Mathematics – Logic
Scientific paper
Sep 1995
adsabs.harvard.edu/cgi-bin/nph-data_query?bibcode=1995esrv...39...91b&link_type=abstract
Earth Science Reviews, Volume 39, Issue 1-2, p. 91-106.
Mathematics
Logic
17
Scientific paper
While hybridized granitoid magmas are readily identifiable, the mechanisms of hybridization in large crustal magma chambers are so not clearly understood. Characteristic features of hybrid granitoids are (1) both the granitoid and included enclaves are commonly hybrids, as shown by mineralogy, geochemistry and isotopes; (2) mixing seen in zoned plutons and synplutonic dykes and enclaves occurred early; (3) zoned plagioclase phenocrysts commonly show very complex life histories of growth and dissolution; (4) mafic end-members in hybrids are commonly fractionated magmas and (5) stratification in subvolcanic granitoid magma chambers is not uncommon, and stratification has been identified in some deeper level plutons. Hybridization must overcome the tendency to form a stable stratification of dense mafic magma underlying less dense felsic magma.
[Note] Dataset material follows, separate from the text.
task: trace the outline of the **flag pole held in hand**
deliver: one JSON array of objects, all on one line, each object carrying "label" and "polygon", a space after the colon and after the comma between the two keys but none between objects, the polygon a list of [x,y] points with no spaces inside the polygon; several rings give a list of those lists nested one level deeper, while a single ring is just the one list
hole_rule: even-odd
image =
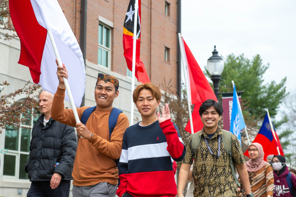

Experimental work with magma analogues and theoretical considerations reveal very severe thermal, rheological and dynamical limitations on mixing: only very similar (composition, temperature) magmas are likely to mix to homogeneity, and only moderately silicic hybrids are likely to be produced. However, “impossibly” silicic hybrids do exist. Synchronous, interactive fractional crystallization and hybridization may provide a mechanism for hybridization of magmas, in the following manner. A mafic magma intrudes into the base of a stratified felsic magma and is cooled against it. Crystallization of the upper boundary layer of the mafic magma yields an eventually buoyant residual melt that overturns and mixes with an adjacent stratum of the felsic magma chamber. Subsequently, melt released by crystallization pf this, now-hybrid zone mixes with adjacent, more felsic zones. Thus, a suite of hybrid magmas are progressively formed. Density inhibitions are overcome by the generation of relatively low density residual melts. As crystallization proceeds, later injections are preserved as dykes and enclaves composed of hybrid magma. In this process, only physically adjacent and dynamically-thermally similar magmas directly interact, and so may mix to homogeneity. Finally, not simply felsic and mafic endmembers mix, but a whole suite of “intermediate” endmembers participate, ranging from relatively mafic through to felsic pairs of magmas. Direct mixing between the primary magmas only occurs at the beginning.